Rutledge had angered Markham last month in the course of another case, and this was the Chief Superintendent’s less-than-subtle way of reminding him of that.

“I’ll do my best, sir,” Rutledge answered mildly, refusing to rise to the bait. “I finished the reports on my desk last evening. I can leave for Shropshire straightaway.”

“See that you do,” Markham replied, and picked up another file from his desk.

Dismissal.

Rutledge closed the Chief Superintendent’s door behind him, and in the passage, where no one else was about just then, he swore under his breath.
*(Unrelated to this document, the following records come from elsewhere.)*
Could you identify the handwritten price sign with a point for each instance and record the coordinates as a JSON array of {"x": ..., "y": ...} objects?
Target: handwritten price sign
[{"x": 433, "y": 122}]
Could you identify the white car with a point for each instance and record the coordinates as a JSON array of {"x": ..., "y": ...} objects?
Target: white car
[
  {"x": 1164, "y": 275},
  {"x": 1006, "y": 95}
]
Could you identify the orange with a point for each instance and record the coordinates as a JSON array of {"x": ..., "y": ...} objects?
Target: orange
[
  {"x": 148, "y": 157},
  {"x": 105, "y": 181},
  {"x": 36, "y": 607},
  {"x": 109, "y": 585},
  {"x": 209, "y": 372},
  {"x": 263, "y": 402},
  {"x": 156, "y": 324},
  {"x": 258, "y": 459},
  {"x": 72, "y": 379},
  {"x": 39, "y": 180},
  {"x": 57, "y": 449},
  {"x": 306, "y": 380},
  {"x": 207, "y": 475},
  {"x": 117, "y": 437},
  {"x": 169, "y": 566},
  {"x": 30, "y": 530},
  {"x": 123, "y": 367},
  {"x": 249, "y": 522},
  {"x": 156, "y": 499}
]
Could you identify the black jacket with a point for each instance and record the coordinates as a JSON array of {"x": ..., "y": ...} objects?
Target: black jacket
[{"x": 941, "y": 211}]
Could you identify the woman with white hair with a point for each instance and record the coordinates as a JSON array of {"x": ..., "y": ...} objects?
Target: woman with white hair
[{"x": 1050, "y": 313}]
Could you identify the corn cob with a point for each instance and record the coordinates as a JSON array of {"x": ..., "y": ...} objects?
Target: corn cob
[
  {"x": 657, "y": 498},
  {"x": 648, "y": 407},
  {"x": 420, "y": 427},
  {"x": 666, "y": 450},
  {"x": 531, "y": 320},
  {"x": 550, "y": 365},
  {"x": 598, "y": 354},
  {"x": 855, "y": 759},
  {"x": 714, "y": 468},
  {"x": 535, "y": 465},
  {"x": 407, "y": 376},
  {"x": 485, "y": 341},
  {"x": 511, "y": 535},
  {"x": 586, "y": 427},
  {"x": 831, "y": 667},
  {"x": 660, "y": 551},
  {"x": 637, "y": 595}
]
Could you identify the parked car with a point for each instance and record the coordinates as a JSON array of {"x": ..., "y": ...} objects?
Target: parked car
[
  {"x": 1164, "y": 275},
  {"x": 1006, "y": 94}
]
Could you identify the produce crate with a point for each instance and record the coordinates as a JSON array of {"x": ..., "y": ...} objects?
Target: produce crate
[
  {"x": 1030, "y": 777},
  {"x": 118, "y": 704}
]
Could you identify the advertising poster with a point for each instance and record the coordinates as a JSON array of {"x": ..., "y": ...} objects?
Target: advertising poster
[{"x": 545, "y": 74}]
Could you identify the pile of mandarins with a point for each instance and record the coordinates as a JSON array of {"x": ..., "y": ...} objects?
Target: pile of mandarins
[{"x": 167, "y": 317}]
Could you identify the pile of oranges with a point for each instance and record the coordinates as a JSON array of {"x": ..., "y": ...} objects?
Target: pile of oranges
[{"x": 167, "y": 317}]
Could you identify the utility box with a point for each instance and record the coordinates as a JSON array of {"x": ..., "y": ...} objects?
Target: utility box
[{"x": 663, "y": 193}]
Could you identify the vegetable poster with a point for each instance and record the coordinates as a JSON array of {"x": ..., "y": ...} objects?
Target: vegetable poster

He reported to Sergeant Gibson that he was going to his flat to pack a valise for Shropshire, and left the Yard.

 

 

2


Rutledge spent the night in a small village halfway to his destination, and arrived in Tern Bridge just as dusk was falling the next evening.

He took a few minutes to explore. This was a flat part of the county, with a river that ran past the outskirts of the village. There was an ancient bridge across it, hardly as wide as his motorcar, and just beyond that was a fortified manor house, in ruins now, the empty windows black spaces in the brick walls and what had once been a garden, now wild with brambles and weeds, running down to the water.

The small village itself was a mixture of Tudor and Georgian buildings, some of the former still possessing their overhanging upper stories, diamond-paned windows, and tall chimney pots. The dying light was reflected in the old glass, and it faded as he watched.